I honestly believe that this is the kind of thing that affects people every day and is leading to a populist backlash. People not only blame those who do these things, they blame those who have the authority and power for failing to step in and stop it:
Three years ago, the Haggler's credit card bill seemed to stop showing up in the mail. Another month went by -- no bill. The month after that, still nothing. Each month, the Haggler would call the issuer, Bank of America, and pay over the phone, then ask the same question: "Why did you stop sending me a bill?"
We're still sending you a bill, came the company's reply each time.
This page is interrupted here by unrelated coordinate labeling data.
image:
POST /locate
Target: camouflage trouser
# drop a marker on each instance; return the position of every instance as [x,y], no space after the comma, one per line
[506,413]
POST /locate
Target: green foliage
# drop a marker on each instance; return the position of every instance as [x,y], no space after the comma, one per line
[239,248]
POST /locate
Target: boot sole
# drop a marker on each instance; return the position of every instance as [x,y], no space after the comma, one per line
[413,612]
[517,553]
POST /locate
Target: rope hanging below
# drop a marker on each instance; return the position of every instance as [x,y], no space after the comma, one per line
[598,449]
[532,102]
Guess what? The company was right. It just was sending the bill in a restyled envelope, with no trace of "Bank of America." In other words, it looked like junk mail, and the Haggler kept throwing it away.
Now, the Hagglers can't prove it, but this seemed like a brilliant, low-cost way to pocket a fortune in late fees.
"We are not trying to fool people, and we don't change our envelopes on a regular basis," said Anne Pace, a company spokeswoman. She explained that the change in envelope design was prompted by the 2006 acquisition of several credit card companies, after which the envelopes of all customers were left blank "for the sake of consistency."
Consistency? It would be consistent, as far as B. of A. customers are concerned, to leave the envelope unchanged, no?
Seriously, the person who dreamed up the envelope switcheroo must wake up laughing. Ever since, the Haggler has held a grudging, vaguely appalled respect for credit card companies.
The same thing happened to me. The plain brown envelope looked like it was one of those car dealership "checks" that were all the rage before the credit crisis hit. And because I didn't realize the first month that I hadn't gotten my bill, it created a black mark on my credit for a late payment which resulted in a cascade of raised rates on several cards.
It was clearly a sneaky trick. Yes, it's my responsibility to know when my bills are due, but I had been in the habit of putting the bill into the "to pay" file and paying it on the following Monday. It didn't occur to me that the bill would suddenly come in an envelope with no return address or label on it that didn't look like a bill and so I tossed it into a junk pile and didn't look at it right away.
And that's what people are dealing with all the time as consumers, with their health insurance, their credit cards, their mortgages, their pensions -- overwhelming complexity designed to trip them up and cost them money or deny them benefits to which they believed in good faith they were entitled. And its all perfectly legal -- or at least there's no visible accountability for it.